Detractors are anyone who uses the internet to communicate, to research, to speak out, and to play.
SOPA will not accomplish what its stated goal is. It will not stop piracy - it can't. Most of the sources of pirated material is off shore - China, Indonesia, Mexico, etc. Any country outside of the US is outside of the reach of this legislation.
In addition, web sites that currently stream pirated material are on the move constantly. They change names, switch ISPs, move to other IP addresses frequently, in order to thwart authorities from prosecuting them. The wheels of justice are too slow to keep up with the real criminals. SOPA will not change that. What SOPA will do is provide well known, established, non-moving targets to the DoJ to attack - like YouTube.
This bill is internet censorship under the guise of commercial protection. It takes a legitimate concern, piracy, and blows it way out of proportion, giving the Federal Government powers that reach far beyond the stated purpose.
The list of potential targets for investigation is so large that a politically motivated DoJ (such as the one we have now) can easily pick and choose who they go after. SOPA can become a political weapon. Do you really think that Eric Holder would go after MoveOn.org, instead of Drudgereport? Can you say 'Fairness Doctrine' on steroids?

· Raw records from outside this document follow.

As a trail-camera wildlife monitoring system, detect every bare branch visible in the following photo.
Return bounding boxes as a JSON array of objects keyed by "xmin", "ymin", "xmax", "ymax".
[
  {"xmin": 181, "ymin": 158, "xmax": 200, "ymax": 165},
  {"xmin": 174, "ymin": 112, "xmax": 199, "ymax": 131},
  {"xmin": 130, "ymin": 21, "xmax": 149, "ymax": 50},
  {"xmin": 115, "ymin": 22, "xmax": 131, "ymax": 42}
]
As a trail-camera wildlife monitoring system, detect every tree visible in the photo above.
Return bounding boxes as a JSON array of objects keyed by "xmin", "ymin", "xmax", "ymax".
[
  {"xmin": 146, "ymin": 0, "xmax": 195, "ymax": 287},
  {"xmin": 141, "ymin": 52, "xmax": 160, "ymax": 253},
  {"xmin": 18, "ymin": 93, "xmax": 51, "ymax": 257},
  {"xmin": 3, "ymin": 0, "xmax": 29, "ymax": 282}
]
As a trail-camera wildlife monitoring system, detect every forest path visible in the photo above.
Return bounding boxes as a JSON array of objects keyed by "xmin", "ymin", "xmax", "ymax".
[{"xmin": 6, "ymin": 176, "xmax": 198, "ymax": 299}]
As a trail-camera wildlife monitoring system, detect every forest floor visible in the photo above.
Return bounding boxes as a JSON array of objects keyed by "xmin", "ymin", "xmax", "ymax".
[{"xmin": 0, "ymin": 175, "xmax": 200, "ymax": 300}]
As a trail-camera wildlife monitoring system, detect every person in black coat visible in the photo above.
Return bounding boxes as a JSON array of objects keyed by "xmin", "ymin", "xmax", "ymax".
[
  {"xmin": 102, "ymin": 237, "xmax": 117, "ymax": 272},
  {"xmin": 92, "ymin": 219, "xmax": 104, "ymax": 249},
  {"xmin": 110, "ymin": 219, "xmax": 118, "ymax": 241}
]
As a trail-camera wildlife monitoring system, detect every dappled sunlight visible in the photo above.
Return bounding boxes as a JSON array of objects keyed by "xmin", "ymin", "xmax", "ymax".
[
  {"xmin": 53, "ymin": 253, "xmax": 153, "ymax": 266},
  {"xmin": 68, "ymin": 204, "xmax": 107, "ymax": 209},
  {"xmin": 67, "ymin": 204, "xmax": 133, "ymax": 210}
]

If SOPA passes and is signed into law, this Blog, and tens of thousands of others used to express free speech will go away, or be severely curtailed. This Blog would become text only, with no links, photos, or embedded content whatsoever. I couldn't post a photo, unless I knew exactly who produced it and had their explicit permission to reproduce it. I couldn't link to a YouTube video, because I would have no way of guaranteeing that no one along the chain had any claim to a copyright. What would be the point then?
If you enjoy the internet as it is, or count on it for your daily life, contact your Representatives and Senators, and express your outrage that Congress is considering this. The House Judiciary Committee has already held two 'public' hearings on the bill, one in November and one just before the Holiday break a couple of weeks ago. Didn't hear anything about those hearings or what was said in them, did you? Just like most of what the Federal Government is doing these days, they are trying to pass it quickly, without the public realizing what is going on. Once it is law, then it is too late to do anything about it. The Committee is supposed to hold more hearings on the bill after the Holiday recess is over.

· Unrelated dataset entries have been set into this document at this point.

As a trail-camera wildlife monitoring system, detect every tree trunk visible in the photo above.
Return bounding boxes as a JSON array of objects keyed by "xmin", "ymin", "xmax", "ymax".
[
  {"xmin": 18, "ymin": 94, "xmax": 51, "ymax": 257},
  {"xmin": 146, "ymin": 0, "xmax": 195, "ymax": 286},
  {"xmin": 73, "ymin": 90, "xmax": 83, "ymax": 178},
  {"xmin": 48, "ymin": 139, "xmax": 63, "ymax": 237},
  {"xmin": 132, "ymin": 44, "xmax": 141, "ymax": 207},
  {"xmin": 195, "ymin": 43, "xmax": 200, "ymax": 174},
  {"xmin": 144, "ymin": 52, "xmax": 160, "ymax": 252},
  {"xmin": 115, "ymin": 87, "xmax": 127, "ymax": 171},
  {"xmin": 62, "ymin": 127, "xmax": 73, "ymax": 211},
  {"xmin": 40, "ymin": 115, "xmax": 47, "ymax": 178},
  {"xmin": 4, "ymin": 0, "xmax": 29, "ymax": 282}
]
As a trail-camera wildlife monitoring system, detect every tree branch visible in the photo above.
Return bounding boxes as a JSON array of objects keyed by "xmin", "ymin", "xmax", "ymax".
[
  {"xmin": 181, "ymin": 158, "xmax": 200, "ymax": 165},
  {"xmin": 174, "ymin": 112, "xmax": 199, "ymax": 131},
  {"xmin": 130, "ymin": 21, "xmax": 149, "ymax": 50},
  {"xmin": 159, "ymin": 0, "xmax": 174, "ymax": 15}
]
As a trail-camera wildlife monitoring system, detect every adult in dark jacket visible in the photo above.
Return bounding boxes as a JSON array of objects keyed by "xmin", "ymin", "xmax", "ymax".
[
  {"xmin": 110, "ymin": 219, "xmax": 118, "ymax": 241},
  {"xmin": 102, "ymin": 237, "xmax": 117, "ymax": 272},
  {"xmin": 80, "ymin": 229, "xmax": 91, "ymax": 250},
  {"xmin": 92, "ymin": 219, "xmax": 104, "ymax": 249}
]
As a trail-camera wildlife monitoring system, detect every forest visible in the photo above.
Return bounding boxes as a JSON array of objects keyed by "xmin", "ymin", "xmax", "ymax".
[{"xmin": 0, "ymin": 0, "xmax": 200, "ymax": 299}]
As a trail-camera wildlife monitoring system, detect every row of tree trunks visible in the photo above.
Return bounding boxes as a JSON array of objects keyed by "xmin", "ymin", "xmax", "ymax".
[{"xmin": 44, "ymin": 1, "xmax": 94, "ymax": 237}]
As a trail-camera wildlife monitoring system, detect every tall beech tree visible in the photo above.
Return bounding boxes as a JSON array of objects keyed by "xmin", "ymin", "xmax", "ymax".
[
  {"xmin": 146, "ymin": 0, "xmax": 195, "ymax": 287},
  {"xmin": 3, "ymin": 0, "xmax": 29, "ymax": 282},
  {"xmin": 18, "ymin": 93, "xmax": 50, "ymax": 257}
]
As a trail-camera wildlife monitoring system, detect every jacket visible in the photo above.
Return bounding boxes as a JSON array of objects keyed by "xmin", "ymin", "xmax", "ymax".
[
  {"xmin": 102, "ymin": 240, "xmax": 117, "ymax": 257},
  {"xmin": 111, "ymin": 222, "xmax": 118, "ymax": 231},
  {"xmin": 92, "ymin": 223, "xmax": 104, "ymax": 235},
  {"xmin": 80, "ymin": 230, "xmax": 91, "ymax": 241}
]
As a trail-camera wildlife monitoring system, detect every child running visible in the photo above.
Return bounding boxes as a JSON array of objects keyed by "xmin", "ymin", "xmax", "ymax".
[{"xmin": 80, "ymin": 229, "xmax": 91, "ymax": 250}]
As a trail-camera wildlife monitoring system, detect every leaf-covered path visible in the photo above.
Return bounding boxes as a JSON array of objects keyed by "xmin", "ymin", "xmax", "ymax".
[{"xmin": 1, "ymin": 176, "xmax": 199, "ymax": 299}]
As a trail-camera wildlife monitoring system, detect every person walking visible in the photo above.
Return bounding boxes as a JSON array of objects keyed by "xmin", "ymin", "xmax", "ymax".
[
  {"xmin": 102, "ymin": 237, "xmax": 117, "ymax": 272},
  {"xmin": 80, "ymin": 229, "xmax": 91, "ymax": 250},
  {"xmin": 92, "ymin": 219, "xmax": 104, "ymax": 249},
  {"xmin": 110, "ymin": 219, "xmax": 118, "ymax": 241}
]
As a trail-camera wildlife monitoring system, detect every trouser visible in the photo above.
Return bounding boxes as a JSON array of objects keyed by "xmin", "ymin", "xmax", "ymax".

Don't get me wrong - I am not a supporter of those who pirate music or movies. I am a supporter of modifying current laws where necessary to go after those who do the pirating, not this overkill approach that will have consequences far beyond the stated purpose.
Here is the text of HR 3261, if you are interested:
Update - I am almost embarrassed to say this, but I apparently have the same thoughts on this as the Obama Administration. Obama's spokesman has come out and stated that they are concerned with the scope of SOPA and its unintended affects, and that they will be working with Congress to modify the legislation to refine the language to limit what it can do. Logical, and I hope they follow through.